Assujettir à la TVA en France l’activité de dropshipping

L’activité de dropshipping est une pratique commerciale consistant, pour un intermédiaire, à acheter un bien situé en territoire tiers et à le revendre en ligne en France sans jamais en disposer physiquement. D’un point de vue fiscal, cette pratique peut aboutir, en raison de l’absence du dropshipper absent du circuit logistique, à ce que la TVA perçue lors de l’importation en France soit assise sur la vente faite par le fournisseur au dropshipper et non sur la vente faite par le dropshipper au consommateur final situé en France. Cette situation aboutit à une absence d’imposition de la marge du dropshipper, laquelle peut être élevée, et alors même que cette marge est partie intégrante du prix acquitté par l’acquéreur final situé en France. Pour y remédier, la loi de finances pour 2024 prévoit que lorsque la base d’imposition de la taxe due à l’importation n’est pas égale à celle qui serait déterminée pour la vente à distance si elle était localisée en France, la personne qui réalise la vente doit être considérée comme redevable de la TVA due à l’importation. Le texte permet également de territorialiser en France certaines ventes à distance de biens importés actuellement territorialisées hors de l’Union Européenne.

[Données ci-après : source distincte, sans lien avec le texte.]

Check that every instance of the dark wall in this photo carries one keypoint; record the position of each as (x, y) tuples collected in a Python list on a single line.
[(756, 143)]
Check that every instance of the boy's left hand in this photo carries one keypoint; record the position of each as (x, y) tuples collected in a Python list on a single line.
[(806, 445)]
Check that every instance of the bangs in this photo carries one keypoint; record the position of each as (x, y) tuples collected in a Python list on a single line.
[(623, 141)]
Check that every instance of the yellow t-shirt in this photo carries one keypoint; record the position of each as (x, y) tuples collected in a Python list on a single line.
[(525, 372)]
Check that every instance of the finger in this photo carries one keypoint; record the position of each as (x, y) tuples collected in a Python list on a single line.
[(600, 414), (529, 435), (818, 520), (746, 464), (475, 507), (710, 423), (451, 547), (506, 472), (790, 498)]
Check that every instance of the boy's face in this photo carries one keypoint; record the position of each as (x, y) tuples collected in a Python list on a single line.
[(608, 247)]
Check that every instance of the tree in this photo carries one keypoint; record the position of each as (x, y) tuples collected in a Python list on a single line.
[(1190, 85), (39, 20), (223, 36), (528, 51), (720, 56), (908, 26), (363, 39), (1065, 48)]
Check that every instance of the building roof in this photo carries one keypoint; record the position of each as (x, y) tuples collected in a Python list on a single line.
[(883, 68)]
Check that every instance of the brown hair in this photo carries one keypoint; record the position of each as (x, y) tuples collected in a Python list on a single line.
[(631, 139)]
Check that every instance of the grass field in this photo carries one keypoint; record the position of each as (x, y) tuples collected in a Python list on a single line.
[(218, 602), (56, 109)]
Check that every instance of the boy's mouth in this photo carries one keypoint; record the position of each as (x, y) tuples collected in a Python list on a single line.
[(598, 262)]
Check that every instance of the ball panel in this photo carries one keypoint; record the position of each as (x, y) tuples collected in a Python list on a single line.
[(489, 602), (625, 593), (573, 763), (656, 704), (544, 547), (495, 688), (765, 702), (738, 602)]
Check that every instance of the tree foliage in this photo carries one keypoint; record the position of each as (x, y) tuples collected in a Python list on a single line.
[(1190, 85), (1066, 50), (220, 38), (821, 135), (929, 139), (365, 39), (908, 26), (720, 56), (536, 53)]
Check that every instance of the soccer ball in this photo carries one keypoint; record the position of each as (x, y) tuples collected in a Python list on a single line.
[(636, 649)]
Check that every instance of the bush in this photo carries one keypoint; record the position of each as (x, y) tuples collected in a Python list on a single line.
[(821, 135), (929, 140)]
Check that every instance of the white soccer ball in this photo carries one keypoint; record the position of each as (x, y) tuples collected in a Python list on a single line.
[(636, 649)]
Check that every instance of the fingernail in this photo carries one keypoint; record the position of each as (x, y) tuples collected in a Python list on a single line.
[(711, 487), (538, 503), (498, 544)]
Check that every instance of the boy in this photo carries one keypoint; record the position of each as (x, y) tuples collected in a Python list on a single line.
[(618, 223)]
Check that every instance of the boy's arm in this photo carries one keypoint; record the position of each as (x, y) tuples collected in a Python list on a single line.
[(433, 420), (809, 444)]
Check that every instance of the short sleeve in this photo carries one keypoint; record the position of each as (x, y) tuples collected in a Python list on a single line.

Vers une évaluation efficace de la fraude fiscale : le top départ est lancé

Le Conseil d’évaluation des fraudes (CEF) a tenu sa première session le 10 octobre 2023. Cette entité dédiée à l’évaluation du montant des fraudes fiscales, sociales, douanières et aux aides publiques notamment écologiques a pour objectif de mieux documenter et appréhender ce phénomène et d’agir plus efficacement contre toutes les fraudes aux finances publiques. Le ministre délégué chargé des Comptes publics, Thomas Cazenave, a présidé cette première session du CEF, qui a réuni à Bercy une trentaine de participants : directeurs d’administrations, parlementaires, experts internationaux, représentants du monde académique et d’autorités indépendantes. À moyen terme, le CEF doit définir une méthode harmonisée et partagée d’évaluation pour connaître le montant de la fraude. Il s’agit d’amplifier les évaluations déjà effectuées et de mobiliser les meilleures pratiques mises en œuvre en France et à l’étranger pour disposer d’une meilleure évaluation du montant de la fraude. Il doit permettre d’appréhender les nouvelles pratiques et les phénomènes émergents de la fraude, notamment liés au développement du numérique. Le CEF devra permettre de mieux connaître ces nouveaux modes opératoires et d’en évaluer les effets. Enfin, il a pour objectif d’améliorer les leviers de lutte contre la fraude. À l’issue de la première séance, les participants ont notamment convenu d’actualiser les travaux disponibles sur la fraude à la TVA et d’avancer vers une évaluation de la fraude à l’impôt sur les sociétés et à l’impôt sur le revenu. Le Conseil se réunira tous les trois mois. Un bilan de ses travaux est prévu d’ici le mois de juin 2024.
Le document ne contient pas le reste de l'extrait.